Athanasie lives with her daughter in a village called Masaka, outside Kigali, in a small hut with a mud floor and tin roof. A large woman who is all whirls and twirls in her voluminous purple and pink skirt and brown patterned blouse, she intones a prayer, then sits on a sofa, shaking and crying as she recounts her story.
“Everything started on April 7, the day after the plane was shot down,” she says. The presidential jet carrying the Rwandan premier Juvenal Habyarimana, a Hutu, exploded as it came into land in Kigali, triggering the killing campaign, but the genocide must have been long planned.
“That same evening, a big group of people came to our house with machetes and clubs — the Interahamwe [militia] shouting, ‘We must kill those cockroaches!’ They meant us Tutsi.

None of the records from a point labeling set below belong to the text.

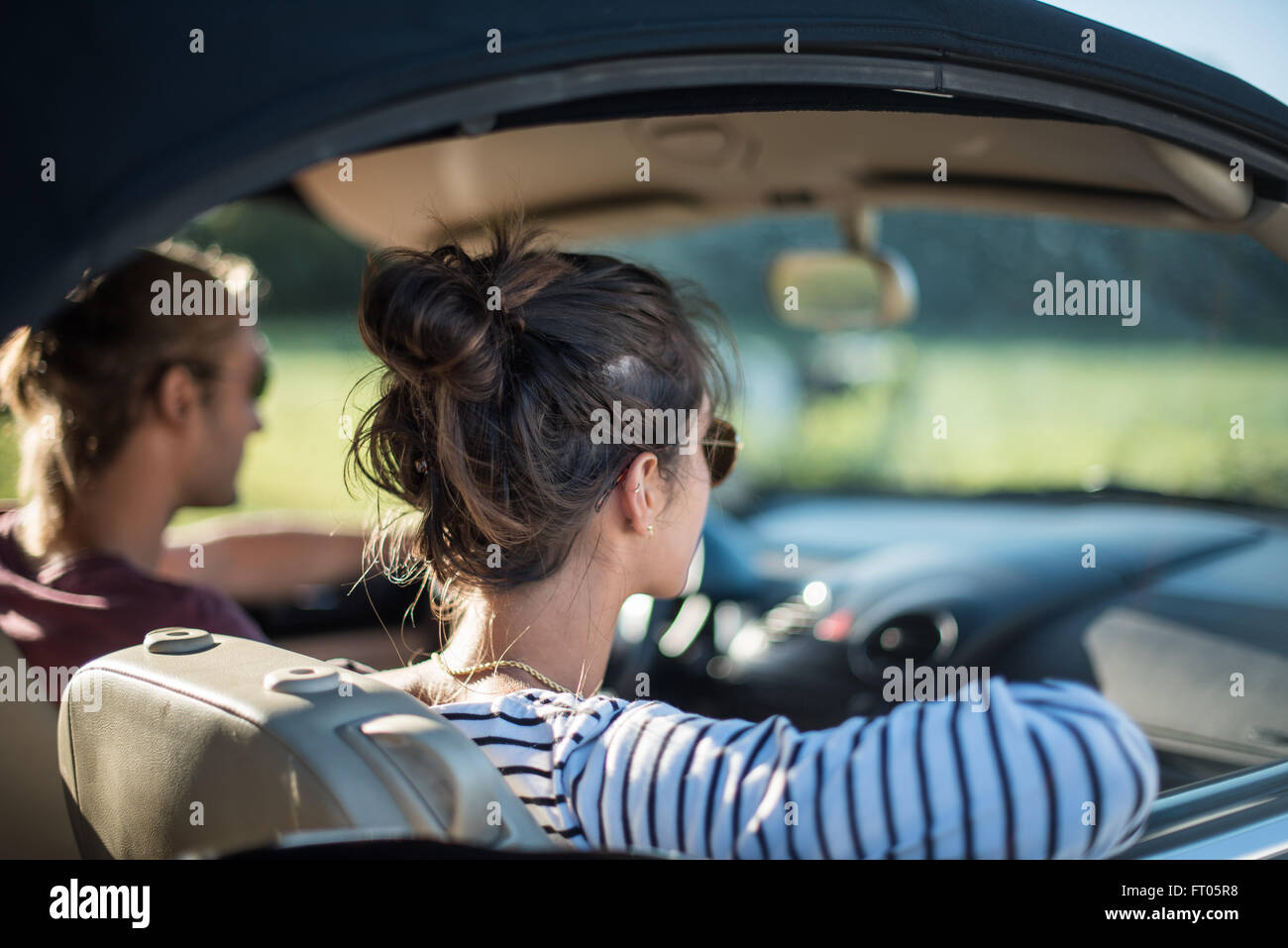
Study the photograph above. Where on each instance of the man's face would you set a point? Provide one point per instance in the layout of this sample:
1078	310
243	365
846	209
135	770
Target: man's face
227	419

We fled into the woods, everyone in different directions.
“The next day, I tried to find my parents and siblings, but instead saw the Interahamwe. I ran into a house and hid under the bed. I heard a man, but he didn’t find me. Then I ran into the potato fields and another man came who was a family friend. I was in a short dress and he forced me to the ground and raped me. I was 17.”
Eventually she found her mother, who told her that her father and brother had been killed. Athanasie did not tell her about the rape, even when she discovered she was pregnant. “I felt broken within,” she says.

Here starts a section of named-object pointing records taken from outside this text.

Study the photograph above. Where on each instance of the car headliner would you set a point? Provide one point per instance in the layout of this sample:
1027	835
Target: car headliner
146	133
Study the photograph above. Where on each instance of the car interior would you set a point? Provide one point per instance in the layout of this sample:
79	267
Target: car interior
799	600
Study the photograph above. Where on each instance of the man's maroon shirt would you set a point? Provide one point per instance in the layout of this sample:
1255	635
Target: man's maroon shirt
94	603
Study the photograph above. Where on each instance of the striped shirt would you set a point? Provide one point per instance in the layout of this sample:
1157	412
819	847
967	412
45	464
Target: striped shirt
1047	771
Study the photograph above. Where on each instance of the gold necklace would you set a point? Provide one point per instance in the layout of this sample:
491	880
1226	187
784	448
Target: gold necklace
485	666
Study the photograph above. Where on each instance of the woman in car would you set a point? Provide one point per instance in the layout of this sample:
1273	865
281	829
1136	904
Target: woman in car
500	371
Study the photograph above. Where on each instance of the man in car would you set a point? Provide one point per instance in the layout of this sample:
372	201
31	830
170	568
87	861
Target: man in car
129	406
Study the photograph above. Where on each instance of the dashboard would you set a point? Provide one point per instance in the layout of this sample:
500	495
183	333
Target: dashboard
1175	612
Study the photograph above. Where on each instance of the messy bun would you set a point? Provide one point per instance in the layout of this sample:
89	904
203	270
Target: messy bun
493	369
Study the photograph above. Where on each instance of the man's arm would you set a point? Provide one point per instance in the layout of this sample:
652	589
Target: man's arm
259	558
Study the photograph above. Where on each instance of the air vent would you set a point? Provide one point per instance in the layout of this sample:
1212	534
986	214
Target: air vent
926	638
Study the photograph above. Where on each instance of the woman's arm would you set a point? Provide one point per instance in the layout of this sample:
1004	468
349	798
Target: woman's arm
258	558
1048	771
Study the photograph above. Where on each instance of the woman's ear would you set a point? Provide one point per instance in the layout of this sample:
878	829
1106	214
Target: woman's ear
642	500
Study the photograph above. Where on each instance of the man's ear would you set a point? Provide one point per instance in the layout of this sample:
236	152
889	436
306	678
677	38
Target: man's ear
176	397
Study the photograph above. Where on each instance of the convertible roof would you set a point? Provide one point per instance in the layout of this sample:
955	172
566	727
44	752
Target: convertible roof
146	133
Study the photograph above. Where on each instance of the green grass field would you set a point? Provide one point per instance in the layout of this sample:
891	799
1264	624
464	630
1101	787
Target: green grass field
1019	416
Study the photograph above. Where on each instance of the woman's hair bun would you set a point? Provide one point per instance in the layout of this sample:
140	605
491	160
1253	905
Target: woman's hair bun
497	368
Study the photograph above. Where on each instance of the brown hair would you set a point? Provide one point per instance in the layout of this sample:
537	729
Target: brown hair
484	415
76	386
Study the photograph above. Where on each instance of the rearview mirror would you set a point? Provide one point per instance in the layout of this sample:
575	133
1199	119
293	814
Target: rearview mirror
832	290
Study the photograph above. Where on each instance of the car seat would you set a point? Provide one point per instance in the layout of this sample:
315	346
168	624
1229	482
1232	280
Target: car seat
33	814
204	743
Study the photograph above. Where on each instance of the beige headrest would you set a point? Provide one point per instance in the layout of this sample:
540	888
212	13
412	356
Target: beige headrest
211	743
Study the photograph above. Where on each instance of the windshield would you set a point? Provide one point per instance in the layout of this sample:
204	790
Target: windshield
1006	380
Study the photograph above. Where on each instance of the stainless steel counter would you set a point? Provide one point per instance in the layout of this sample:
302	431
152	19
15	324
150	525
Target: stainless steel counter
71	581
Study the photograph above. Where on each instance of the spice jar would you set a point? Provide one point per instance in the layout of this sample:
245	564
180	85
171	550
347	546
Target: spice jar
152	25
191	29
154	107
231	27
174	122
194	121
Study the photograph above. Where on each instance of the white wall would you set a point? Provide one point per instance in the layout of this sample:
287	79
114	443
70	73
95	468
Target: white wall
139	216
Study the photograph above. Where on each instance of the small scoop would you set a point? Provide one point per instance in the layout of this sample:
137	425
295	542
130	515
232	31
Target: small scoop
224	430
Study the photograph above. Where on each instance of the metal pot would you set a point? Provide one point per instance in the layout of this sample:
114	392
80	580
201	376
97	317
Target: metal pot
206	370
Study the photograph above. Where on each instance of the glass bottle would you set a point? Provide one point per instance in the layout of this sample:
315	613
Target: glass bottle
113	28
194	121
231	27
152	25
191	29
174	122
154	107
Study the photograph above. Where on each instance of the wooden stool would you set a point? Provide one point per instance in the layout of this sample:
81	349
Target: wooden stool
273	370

On the run, her mother fell ill and died. When the genocide finally ended, Athanasie was left supporting her two younger sisters, all that remained of her family. Since Solange’s birth, mother and daughter have struggled.
Survivors Fund pays Solange’s school fees and Athanasie has scraped a living selling “small things” — clothes brought from Uganda, or tomatoes, potatoes and rice. But in 2002, Athanasie discovered she was HIV positive, as are more than half of those raped. “I stayed in bed a week and wanted to die,” she says. To her relief, Solange was not infected. Many of the children are.

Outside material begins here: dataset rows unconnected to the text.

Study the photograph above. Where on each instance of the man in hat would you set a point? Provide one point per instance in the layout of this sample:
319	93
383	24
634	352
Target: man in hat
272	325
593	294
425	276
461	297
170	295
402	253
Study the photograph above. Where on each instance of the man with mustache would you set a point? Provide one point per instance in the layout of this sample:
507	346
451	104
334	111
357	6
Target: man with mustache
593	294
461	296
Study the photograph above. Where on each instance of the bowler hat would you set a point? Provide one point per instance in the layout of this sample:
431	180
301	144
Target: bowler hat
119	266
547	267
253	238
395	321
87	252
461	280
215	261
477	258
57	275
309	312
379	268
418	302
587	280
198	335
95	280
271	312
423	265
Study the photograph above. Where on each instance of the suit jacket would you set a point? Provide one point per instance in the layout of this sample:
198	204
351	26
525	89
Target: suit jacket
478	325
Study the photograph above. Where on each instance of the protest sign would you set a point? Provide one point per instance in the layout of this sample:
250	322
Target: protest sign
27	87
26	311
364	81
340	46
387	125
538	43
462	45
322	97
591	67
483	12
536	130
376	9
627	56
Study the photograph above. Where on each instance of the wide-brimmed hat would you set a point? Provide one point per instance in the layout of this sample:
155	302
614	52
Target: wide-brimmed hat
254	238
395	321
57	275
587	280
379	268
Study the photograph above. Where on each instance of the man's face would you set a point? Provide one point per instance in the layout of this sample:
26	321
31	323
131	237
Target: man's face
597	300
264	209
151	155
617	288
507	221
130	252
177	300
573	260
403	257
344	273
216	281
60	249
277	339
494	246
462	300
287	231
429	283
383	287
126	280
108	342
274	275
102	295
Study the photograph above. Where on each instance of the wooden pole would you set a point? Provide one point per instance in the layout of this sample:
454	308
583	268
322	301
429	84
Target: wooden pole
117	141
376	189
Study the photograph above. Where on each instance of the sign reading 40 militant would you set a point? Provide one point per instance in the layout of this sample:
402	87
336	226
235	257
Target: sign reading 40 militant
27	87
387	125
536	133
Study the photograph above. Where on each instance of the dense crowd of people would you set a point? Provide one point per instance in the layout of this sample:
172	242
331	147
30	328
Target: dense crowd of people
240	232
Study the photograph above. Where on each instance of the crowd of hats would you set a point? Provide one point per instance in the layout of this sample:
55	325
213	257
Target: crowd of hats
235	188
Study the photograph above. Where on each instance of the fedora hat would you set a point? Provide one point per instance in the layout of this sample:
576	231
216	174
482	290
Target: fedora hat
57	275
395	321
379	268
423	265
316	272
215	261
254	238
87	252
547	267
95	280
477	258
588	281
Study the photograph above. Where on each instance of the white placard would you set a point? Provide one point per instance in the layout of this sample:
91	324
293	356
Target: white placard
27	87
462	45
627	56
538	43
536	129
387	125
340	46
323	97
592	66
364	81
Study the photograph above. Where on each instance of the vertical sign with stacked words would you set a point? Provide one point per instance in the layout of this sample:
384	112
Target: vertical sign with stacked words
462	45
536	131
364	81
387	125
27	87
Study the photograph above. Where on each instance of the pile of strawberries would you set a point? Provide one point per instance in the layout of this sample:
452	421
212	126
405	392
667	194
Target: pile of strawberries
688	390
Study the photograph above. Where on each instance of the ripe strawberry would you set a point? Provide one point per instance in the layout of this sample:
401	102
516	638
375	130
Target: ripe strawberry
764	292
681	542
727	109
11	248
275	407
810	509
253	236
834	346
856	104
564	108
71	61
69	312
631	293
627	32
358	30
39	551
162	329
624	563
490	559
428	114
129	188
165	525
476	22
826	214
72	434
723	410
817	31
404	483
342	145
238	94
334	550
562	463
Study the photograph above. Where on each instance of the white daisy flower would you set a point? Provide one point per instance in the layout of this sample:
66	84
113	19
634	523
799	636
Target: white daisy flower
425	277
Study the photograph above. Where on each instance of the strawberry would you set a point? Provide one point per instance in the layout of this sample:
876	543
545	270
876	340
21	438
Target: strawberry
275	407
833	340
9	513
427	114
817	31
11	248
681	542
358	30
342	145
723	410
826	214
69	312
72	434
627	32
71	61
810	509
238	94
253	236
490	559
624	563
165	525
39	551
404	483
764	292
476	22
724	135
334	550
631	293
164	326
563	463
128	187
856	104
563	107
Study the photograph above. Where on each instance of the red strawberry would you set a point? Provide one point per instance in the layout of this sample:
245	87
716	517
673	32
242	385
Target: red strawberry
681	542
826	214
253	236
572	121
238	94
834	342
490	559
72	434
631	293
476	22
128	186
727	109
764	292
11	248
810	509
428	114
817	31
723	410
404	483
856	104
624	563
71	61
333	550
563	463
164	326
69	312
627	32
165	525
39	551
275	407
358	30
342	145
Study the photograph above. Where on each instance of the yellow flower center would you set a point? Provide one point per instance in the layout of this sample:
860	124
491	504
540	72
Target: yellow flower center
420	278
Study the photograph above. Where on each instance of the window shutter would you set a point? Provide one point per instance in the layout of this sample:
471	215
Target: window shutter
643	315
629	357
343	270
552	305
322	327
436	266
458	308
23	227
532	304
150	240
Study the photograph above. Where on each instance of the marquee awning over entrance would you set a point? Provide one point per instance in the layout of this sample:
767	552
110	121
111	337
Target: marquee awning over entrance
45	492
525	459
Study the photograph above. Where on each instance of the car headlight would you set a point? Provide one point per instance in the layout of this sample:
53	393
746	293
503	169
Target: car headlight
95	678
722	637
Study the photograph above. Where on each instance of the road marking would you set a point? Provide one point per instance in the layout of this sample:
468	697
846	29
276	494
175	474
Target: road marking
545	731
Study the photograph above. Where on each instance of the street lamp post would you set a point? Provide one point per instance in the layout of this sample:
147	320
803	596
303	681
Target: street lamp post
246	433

A couple of years later, Solange started high school and began to ask questions. Athanasie told her that her father had died in the genocide. “I couldn’t tell her the whole truth,” she says. “The truth is she is born from a killer — how do you tell a child that?”
Solange was baffled. “I didn’t understand why we never met any of his relatives,” she says. “Children at school would ask me why I had the name of my grandfather.”
When Solange was 12, she learnt the real story. “Mother told me he was a Hutu, the killer,” she says in a quiet voice. “I could see that my questions upset her, so I just accepted that. I can’t blame my mum because it wasn’t her fault. She was always there and showing me mother love, so I didn’t feel rejected. But I didn’t know what she was feeling about me inside.”
Solange, a slender, serious girl with glasses, dreams of being a businesswoman so she can look after her mother. “I kept asking myself if I’d had a better chance at birth, could I have a good life. But I can’t let my mum know I am unhappy because of what she has been through.”
“Many of the children of rape feel they are responsible for their mother’s ill health or difficult economic circumstances,” says Samuel Munderere, head of Survivors Fund, which organises support groups and camps for the children. “Many mothers have problems with parent-child attachment,” he adds. “Often normal teenage behaviour is interpreted as the result of being fathered by a perpetrator.”